Most of today’s energy flexibility is provided by thermal power stations fuelled by natural gas to balance the power system rapidly and reliably. With renewable energy becoming more prevalent, flexible thermal generation has an important role in integrating renewable energy into the grid, by generating electricity while renewable generation is either low, intermittent, or not delivering in line with forecasts. Most flexible generation in the UK iscurrently provided by Combined Cycle Gas Turbines (CCGTs) or reciprocating engines.
Unlike other storage technologies such as batteries or pumped hydro, flexible generation can only provide export services to the electricity grid. However, flexible generation can sustain delivery over long periods without the risk of running out of stored energy. This provides vital security to the UK power system, whether that be in response to a shortage in generation or an increase in overall demand.
How we use flexible thermal generation
Flexible generation provided by reciprocating engines is designed to ramp up from a standstill to full capacity within a matter of minutes (typically less than 10 minutes) and complement the fast-acting services of batteries. Our projects are designed to deliver improved power density and efficiency, significantly reducing fuel consumption and emissions.
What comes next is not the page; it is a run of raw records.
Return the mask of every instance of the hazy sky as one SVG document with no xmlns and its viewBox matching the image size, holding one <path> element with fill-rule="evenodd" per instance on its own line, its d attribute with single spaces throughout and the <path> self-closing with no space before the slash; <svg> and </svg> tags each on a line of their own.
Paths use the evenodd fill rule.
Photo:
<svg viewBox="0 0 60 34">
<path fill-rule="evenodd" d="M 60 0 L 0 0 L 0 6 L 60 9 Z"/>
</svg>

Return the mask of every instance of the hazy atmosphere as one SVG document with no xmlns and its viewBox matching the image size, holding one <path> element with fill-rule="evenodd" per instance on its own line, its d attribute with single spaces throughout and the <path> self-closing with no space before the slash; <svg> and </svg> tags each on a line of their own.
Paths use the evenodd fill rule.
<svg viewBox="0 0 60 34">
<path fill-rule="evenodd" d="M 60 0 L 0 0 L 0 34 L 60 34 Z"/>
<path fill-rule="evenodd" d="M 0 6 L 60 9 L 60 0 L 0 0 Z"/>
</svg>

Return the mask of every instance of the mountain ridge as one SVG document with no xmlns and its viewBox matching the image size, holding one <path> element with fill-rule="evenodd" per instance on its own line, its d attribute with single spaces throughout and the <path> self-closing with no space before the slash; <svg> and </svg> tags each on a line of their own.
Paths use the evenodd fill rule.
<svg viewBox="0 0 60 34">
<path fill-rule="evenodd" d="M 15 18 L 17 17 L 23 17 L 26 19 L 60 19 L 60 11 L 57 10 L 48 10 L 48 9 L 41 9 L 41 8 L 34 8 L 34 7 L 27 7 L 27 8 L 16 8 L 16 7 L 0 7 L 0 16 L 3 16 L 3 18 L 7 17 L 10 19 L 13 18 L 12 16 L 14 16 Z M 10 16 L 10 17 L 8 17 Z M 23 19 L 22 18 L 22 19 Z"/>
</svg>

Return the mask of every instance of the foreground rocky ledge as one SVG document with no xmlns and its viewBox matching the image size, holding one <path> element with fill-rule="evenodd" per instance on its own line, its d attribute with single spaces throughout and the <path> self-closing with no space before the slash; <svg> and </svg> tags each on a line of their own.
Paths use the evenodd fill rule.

Owing to their speed and security, flexible generators will be needed to continue providing capacity for the foreseeable future.
All our flexible generation plants have a roadmap to transition their fuel source by switching from natural gas to hydrogen in order to support the Government’s target for decarbonising the power sector by 2035. To enable this transition we are actively developing both hydrogen production and storage projects.